From Deep State to Islamic State starts rather ponderously, and Filiu’s best work comes in two chapters towards the end of the book. In the first, “The Rise of the Security Mafias,” Filiu details how Arab Mamluks from Algeria to Syria manufactured military crises to funnel ever greater shares of the budget into their own pockets (Algeria escalated a border crisis with Morocco to create a lucrative smuggling operation, and Hafez Assad engineered a Syrian occupation of Lebanon, which turned into a years-long looting spree). In addition to domestic pillaging, the Mamluks became experts at sucking up to the teat of foreign donors, managing to siphon off billions without giving up the slightest bit of leverage on policy. Remarkably, Egypt and Syria managed to make billions off the 1973 war with Israel. By signing a peace treaty with Israel, Egypt received more than $1.3 billion from the United States for decades. Syria, for its part, remained at “war” with Israel, despite not firing a shot since 1974, but nonetheless reaped enormous sums from Gulf Arab states for its “confrontation” policy.
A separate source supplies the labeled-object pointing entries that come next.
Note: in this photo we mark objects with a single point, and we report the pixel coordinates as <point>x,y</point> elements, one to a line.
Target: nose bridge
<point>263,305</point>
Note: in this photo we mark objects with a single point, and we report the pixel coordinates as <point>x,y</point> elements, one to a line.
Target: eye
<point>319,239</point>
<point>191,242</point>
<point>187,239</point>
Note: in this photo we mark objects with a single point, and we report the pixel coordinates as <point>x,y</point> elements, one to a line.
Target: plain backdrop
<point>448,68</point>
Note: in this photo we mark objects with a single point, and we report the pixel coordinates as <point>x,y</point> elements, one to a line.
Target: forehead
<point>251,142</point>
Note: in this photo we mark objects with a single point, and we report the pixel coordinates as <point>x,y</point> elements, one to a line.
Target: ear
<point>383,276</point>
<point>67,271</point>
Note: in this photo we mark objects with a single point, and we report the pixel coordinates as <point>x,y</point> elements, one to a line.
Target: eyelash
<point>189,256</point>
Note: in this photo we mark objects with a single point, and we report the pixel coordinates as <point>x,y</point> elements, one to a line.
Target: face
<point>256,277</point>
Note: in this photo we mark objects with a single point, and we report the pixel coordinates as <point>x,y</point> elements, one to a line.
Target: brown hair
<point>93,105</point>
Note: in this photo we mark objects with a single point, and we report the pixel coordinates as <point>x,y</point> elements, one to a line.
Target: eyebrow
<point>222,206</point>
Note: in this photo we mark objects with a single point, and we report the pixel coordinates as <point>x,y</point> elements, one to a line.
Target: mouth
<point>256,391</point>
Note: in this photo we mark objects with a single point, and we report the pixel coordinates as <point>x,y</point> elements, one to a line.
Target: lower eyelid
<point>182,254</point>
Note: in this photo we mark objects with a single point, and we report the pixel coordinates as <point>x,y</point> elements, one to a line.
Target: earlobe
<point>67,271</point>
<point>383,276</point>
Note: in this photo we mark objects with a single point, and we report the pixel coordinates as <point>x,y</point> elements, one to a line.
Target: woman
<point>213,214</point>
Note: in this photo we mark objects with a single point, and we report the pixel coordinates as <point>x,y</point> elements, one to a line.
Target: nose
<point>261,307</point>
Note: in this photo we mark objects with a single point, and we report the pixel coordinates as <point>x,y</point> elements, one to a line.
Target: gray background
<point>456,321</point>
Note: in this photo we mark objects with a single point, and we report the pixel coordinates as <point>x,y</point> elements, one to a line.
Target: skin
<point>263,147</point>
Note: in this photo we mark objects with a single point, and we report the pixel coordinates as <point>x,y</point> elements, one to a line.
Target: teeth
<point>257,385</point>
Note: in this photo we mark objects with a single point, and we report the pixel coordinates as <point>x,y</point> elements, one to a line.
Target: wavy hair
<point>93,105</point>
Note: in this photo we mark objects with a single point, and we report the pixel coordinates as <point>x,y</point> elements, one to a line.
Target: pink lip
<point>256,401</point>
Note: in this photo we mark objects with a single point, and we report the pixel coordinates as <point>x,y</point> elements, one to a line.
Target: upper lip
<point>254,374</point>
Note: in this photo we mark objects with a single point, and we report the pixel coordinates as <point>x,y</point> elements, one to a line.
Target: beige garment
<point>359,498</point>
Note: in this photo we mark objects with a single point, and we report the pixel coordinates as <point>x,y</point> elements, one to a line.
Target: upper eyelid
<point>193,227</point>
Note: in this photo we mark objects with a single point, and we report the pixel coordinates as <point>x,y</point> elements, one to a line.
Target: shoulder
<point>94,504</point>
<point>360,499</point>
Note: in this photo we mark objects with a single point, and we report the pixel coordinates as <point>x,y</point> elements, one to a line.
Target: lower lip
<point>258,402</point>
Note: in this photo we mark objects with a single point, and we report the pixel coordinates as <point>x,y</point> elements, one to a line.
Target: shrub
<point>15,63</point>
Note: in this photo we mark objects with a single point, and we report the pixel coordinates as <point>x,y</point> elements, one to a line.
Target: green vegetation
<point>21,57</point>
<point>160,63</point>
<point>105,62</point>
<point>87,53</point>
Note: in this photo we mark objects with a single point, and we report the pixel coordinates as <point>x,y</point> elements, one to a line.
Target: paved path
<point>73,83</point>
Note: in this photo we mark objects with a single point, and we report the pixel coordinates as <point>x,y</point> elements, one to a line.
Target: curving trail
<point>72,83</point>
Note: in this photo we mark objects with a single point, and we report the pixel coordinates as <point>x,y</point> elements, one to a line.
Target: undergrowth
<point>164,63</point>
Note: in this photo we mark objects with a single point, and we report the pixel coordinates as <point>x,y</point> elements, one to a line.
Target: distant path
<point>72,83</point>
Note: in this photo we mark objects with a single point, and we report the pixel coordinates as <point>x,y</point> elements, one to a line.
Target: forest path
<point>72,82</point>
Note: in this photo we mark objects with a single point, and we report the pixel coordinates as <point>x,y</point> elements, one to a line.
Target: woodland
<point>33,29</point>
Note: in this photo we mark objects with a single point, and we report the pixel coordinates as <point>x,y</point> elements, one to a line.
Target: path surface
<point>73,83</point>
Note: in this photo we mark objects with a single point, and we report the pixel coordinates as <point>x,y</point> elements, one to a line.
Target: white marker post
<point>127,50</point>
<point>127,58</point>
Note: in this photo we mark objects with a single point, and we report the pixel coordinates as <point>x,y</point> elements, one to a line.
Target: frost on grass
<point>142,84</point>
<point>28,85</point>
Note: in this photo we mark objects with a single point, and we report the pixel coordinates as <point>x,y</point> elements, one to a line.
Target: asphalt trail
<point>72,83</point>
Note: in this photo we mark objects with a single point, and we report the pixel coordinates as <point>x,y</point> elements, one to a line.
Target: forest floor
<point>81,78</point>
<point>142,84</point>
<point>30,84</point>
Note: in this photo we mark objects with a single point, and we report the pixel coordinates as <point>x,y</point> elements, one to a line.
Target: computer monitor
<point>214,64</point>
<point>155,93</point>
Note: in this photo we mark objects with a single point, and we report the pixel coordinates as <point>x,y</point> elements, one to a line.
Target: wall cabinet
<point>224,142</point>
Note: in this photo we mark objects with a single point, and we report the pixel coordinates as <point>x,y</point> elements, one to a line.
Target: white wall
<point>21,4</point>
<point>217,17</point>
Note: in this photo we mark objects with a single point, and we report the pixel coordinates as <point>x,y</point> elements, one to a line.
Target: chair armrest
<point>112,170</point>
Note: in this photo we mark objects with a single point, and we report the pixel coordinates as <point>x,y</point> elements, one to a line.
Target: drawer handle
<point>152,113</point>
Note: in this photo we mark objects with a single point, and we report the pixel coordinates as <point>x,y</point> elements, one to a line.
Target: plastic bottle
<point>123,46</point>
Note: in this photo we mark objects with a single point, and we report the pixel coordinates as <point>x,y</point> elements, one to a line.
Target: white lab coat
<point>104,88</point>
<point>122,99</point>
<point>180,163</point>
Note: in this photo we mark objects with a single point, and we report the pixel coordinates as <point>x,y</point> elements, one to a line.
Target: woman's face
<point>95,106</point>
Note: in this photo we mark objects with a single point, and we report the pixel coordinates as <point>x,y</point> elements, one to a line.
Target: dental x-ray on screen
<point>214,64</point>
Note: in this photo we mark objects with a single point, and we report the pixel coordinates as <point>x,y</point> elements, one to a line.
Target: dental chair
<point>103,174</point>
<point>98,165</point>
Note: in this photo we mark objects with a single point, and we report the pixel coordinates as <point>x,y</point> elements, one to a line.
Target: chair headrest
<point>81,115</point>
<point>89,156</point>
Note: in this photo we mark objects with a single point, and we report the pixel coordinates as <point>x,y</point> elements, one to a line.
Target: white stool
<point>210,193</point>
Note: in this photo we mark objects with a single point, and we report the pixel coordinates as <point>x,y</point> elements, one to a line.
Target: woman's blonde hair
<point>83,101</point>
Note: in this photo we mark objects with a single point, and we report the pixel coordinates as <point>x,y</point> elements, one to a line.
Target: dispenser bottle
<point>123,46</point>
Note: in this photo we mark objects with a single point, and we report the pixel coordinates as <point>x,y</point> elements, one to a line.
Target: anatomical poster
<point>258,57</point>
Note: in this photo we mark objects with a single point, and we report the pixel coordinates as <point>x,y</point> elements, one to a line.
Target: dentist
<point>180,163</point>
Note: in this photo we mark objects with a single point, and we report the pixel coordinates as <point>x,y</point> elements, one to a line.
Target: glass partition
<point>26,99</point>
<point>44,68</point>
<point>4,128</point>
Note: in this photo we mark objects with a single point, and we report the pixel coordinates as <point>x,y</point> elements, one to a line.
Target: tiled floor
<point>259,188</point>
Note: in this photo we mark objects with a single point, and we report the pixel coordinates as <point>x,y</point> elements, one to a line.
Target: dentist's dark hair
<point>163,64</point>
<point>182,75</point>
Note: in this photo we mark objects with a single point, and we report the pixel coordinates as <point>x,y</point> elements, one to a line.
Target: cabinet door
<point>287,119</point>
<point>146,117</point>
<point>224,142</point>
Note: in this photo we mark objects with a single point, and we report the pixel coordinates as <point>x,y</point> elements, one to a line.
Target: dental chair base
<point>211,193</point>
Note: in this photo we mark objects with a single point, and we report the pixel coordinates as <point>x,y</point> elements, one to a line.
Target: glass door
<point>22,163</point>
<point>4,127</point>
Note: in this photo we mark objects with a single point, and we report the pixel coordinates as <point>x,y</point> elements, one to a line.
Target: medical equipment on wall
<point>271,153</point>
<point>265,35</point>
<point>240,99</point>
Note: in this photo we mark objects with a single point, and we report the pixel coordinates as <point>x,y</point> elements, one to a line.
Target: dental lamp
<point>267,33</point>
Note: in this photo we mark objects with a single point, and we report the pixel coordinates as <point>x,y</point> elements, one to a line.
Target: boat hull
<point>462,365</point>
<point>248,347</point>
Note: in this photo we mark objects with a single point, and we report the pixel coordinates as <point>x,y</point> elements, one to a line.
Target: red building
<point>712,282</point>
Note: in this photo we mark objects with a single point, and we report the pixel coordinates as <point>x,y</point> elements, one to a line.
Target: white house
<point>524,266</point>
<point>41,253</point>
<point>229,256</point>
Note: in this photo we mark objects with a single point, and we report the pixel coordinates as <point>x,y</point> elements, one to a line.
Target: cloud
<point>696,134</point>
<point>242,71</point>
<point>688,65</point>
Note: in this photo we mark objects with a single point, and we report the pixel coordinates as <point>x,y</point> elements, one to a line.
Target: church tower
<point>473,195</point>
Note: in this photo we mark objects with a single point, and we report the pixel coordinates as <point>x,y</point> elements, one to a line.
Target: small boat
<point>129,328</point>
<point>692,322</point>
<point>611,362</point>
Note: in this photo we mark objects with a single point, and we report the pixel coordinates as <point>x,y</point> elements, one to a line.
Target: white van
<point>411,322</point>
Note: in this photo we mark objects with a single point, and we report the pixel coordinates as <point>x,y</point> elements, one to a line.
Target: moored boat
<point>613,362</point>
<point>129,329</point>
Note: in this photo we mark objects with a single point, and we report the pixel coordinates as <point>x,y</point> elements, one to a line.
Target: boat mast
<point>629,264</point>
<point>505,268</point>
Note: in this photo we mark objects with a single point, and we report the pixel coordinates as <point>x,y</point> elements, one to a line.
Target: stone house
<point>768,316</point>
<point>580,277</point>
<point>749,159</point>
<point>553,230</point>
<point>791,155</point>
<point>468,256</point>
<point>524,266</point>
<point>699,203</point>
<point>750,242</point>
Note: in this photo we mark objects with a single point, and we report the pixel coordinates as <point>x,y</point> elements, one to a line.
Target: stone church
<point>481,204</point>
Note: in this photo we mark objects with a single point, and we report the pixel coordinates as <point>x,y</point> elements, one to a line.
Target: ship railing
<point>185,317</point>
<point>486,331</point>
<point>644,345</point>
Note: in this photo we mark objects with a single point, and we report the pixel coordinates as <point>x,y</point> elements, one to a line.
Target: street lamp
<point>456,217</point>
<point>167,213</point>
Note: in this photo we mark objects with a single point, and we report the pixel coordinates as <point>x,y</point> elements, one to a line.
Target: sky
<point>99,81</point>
The second chapter, “The ‘Global Terror’ Next Door,” details how Mamluk states, most notably Egypt and Yemen, managed to hook themselves up to American largesse by positioning themselves as “partners” in the War on Terror while at the same time their intelligence agencies continued to collaborate with jihadi groups. Filiu also paints a damning picture of the ways in which Mamluk regimes have sacrificed their people yet again by intentionally unleashing jihadist insurgencies, ideally at a low enough level so as not to seriously threaten the Mamluks but a high enough level to justify massive military spending and a crackdown on freedoms. These two chapters make for some jaw-dropping reading.
Based on From Deep State to Islamic State, the future of the Middle East is not bright. The lone success story of the Arab Spring, Tunisia, was never a Mamluk state: the Tunisian military was small and non-political. No Mamluk regime has ever peacefully given up power. It is unlikely that any will.